120 gms Mung Bean Flour ( Pang Tur )
120 gms Cassava Starch
120 gms Tapioca Flour
4-5 Bi Tua Leaves
1000 ml Water
200 ml Coconut Milk
600 gms Sugar
1. Mix the two flours and starch together.
2. Place the bi-tua leaves and water in a blender and liquidize. Then filter the water (to remove the leaf pulp).
3. Boil the water with sugar until the sugar is dissolved.
4. Leave to cool.
5. Take 400ml of the bi tua syrup, add the coconut milk
6. Split the flour in two equal portions. Mix one portion with the bi-tua and coconut milk, and one portion with the remaining bi-tua water. One part will become clear, one layer will be cloudy, we use these to make layers in the dessert.

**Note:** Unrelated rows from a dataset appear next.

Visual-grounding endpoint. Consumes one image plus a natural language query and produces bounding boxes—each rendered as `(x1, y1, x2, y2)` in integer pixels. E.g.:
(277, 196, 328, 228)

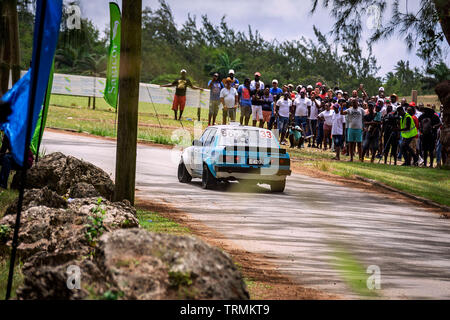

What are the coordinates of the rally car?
(177, 124, 291, 192)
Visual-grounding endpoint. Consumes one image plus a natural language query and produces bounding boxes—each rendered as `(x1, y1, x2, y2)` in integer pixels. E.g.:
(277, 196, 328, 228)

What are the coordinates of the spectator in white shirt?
(276, 92, 292, 145)
(250, 72, 265, 90)
(307, 91, 321, 148)
(220, 77, 239, 124)
(318, 102, 335, 150)
(331, 104, 345, 160)
(294, 89, 311, 134)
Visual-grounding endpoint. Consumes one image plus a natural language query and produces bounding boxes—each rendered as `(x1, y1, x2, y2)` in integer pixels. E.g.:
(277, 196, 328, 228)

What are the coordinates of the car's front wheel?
(178, 160, 192, 183)
(202, 163, 217, 189)
(270, 179, 286, 192)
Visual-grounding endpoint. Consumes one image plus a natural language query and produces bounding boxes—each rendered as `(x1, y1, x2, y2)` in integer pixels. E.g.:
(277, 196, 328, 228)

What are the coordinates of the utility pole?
(6, 0, 20, 84)
(114, 0, 142, 205)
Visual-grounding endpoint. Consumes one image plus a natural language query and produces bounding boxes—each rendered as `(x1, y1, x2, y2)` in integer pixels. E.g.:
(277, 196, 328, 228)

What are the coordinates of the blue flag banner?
(0, 0, 62, 167)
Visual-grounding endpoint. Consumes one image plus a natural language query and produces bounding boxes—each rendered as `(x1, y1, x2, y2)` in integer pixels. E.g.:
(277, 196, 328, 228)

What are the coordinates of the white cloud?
(77, 0, 449, 77)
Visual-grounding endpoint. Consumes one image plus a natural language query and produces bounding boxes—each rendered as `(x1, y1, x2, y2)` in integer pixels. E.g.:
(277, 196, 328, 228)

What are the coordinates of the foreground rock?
(17, 229, 249, 300)
(0, 197, 139, 260)
(5, 187, 67, 216)
(11, 152, 114, 200)
(2, 152, 248, 300)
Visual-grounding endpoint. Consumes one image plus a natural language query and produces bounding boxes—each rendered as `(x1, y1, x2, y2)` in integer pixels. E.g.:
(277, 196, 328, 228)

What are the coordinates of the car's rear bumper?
(214, 165, 291, 181)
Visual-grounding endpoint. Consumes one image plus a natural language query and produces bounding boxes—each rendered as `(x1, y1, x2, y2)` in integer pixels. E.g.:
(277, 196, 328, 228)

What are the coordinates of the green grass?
(0, 189, 18, 218)
(0, 258, 24, 299)
(46, 94, 215, 145)
(289, 145, 449, 207)
(137, 209, 191, 235)
(316, 160, 449, 206)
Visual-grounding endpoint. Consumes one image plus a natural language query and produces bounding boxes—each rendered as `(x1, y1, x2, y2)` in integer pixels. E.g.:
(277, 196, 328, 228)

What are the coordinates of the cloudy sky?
(74, 0, 449, 78)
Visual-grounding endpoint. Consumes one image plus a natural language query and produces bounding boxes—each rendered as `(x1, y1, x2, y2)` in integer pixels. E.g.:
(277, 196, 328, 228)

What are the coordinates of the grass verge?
(290, 147, 449, 207)
(137, 209, 191, 235)
(0, 188, 22, 299)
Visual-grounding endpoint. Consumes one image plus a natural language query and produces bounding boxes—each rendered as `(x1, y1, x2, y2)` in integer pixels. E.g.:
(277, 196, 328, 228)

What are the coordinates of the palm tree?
(205, 52, 243, 79)
(422, 62, 450, 90)
(75, 53, 107, 109)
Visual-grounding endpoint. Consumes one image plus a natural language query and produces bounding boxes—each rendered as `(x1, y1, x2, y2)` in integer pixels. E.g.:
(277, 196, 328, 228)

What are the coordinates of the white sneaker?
(418, 156, 424, 166)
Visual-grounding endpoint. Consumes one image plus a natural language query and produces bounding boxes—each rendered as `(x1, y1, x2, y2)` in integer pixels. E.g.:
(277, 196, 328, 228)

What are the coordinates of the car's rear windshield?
(217, 128, 278, 148)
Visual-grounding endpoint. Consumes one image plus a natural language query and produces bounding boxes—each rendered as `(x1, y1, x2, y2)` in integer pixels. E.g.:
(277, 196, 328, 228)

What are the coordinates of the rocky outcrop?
(2, 153, 248, 300)
(16, 229, 249, 300)
(11, 152, 114, 200)
(5, 187, 67, 216)
(0, 197, 139, 260)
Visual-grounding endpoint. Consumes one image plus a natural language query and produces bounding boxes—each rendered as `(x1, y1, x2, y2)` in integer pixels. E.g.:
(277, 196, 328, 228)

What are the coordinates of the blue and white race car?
(177, 124, 291, 192)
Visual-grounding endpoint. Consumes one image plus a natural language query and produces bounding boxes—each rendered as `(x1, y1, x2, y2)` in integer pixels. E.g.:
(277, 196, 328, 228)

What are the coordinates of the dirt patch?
(135, 197, 337, 300)
(291, 160, 448, 218)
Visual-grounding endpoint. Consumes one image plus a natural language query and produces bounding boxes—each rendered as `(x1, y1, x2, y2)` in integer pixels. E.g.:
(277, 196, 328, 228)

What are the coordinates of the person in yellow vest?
(397, 106, 418, 166)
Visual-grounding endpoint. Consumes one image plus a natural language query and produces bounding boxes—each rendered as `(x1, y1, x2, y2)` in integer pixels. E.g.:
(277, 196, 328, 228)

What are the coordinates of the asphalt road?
(42, 130, 450, 299)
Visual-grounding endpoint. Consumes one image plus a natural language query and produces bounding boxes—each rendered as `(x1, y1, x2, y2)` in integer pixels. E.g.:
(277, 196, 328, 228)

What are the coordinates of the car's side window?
(199, 129, 211, 144)
(204, 129, 217, 147)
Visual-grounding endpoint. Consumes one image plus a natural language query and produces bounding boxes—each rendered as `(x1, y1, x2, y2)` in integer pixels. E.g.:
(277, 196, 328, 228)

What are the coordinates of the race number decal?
(260, 130, 272, 139)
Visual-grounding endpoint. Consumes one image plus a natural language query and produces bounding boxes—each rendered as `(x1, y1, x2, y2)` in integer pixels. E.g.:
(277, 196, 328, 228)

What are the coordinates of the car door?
(202, 128, 217, 166)
(193, 128, 212, 174)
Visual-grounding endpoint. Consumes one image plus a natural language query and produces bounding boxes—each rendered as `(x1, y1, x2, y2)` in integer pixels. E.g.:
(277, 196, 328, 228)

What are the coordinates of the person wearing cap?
(390, 94, 399, 111)
(207, 73, 224, 126)
(307, 91, 321, 148)
(293, 88, 311, 138)
(306, 85, 313, 98)
(397, 106, 419, 166)
(276, 91, 293, 145)
(161, 69, 203, 120)
(250, 81, 264, 127)
(408, 105, 422, 164)
(268, 80, 283, 130)
(377, 87, 385, 100)
(228, 69, 239, 88)
(238, 78, 253, 125)
(220, 77, 239, 124)
(250, 72, 264, 91)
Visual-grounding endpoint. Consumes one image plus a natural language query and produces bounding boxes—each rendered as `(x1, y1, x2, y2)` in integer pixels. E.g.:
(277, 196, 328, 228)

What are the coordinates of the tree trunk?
(433, 0, 450, 47)
(6, 0, 20, 85)
(433, 1, 450, 167)
(435, 81, 450, 168)
(114, 0, 142, 204)
(0, 8, 11, 96)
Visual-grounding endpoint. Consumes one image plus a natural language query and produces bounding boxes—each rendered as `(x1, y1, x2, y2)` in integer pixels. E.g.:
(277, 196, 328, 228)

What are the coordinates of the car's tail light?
(226, 155, 240, 163)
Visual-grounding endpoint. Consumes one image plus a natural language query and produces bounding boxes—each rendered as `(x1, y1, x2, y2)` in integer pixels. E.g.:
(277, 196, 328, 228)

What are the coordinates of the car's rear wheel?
(178, 160, 192, 183)
(270, 179, 286, 192)
(202, 163, 217, 189)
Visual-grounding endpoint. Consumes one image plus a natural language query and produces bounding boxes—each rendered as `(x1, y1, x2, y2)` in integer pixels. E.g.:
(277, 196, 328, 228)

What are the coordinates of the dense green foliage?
(16, 0, 448, 96)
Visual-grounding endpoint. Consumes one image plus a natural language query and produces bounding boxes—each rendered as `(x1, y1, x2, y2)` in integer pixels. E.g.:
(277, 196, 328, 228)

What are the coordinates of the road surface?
(42, 131, 450, 299)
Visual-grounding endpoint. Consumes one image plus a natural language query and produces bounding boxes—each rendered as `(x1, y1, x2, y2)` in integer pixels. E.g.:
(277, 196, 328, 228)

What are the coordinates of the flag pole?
(5, 0, 47, 300)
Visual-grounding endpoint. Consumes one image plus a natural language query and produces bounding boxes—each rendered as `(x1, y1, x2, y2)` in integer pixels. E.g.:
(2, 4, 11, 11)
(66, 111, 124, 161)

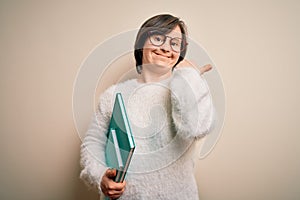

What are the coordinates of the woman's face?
(142, 25, 182, 70)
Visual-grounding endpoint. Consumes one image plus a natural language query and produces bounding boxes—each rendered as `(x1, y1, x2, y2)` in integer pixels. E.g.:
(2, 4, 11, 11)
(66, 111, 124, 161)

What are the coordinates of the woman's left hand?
(199, 64, 212, 75)
(176, 59, 212, 75)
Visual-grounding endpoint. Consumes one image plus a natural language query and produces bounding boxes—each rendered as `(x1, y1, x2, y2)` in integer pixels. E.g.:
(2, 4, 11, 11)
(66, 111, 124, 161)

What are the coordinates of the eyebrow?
(166, 35, 182, 40)
(165, 32, 182, 39)
(149, 30, 182, 40)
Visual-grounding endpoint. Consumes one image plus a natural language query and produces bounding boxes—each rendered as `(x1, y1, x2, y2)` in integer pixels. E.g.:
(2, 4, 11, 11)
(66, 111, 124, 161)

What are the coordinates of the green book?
(105, 93, 135, 183)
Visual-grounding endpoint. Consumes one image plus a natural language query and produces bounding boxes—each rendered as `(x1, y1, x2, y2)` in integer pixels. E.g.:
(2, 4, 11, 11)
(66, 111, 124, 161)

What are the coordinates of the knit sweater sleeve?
(170, 67, 214, 140)
(79, 86, 115, 191)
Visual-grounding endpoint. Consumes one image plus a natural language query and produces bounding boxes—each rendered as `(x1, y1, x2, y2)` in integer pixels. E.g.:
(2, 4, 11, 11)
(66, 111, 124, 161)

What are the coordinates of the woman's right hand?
(100, 169, 126, 199)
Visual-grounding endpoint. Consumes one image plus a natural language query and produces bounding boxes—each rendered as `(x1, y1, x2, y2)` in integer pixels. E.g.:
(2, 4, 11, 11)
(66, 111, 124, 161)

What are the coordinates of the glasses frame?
(147, 30, 188, 53)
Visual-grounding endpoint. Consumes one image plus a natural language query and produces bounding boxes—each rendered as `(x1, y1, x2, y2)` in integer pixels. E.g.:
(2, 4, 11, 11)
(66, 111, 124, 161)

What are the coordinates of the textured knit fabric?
(80, 67, 214, 200)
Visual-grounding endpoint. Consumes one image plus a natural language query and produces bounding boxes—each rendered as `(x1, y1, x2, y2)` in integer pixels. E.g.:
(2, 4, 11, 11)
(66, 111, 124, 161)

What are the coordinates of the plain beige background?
(1, 0, 300, 200)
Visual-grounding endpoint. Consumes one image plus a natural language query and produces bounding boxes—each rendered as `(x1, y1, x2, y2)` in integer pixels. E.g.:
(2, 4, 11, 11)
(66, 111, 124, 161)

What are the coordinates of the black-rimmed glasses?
(148, 30, 187, 53)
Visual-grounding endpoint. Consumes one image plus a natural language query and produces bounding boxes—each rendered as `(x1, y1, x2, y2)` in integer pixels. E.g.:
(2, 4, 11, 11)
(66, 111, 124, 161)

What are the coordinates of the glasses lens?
(170, 38, 182, 52)
(149, 33, 165, 46)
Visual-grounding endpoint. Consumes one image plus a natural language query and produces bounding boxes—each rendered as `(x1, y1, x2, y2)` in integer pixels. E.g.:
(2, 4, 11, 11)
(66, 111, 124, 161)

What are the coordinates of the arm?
(80, 86, 126, 197)
(79, 92, 112, 190)
(170, 67, 215, 139)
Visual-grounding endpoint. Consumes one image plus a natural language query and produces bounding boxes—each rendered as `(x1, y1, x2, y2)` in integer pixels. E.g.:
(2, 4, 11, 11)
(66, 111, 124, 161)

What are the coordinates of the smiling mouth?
(153, 52, 170, 58)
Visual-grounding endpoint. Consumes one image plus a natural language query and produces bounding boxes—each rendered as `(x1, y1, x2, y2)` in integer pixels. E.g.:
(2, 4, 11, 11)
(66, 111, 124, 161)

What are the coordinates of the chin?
(154, 62, 173, 69)
(152, 59, 173, 68)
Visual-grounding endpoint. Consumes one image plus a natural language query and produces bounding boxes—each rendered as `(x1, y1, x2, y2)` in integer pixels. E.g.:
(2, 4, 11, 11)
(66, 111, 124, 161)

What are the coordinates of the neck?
(137, 64, 172, 83)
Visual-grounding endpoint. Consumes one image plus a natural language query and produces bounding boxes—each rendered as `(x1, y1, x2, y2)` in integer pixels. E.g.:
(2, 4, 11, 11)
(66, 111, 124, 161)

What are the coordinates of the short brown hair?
(134, 14, 188, 74)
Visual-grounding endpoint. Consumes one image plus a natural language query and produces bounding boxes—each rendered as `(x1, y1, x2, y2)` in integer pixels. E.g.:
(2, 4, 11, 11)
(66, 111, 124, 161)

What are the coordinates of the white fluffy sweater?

7. Put a foil tray in a steamer, and get it hot.
8. Ladle in a shallow layer of the clear mixture and steam it for 3-5 minutes to just cook it.
9. Next ladle in the cloudy layer (the mixture with coconut milk) and steam that for 3-5 minutes to cook it.
10. Keep doing this until the metal tray is filled up and the dessert is cooked.
11. Leave to cool in the fridge, cut into diamonds and lay out of the plate.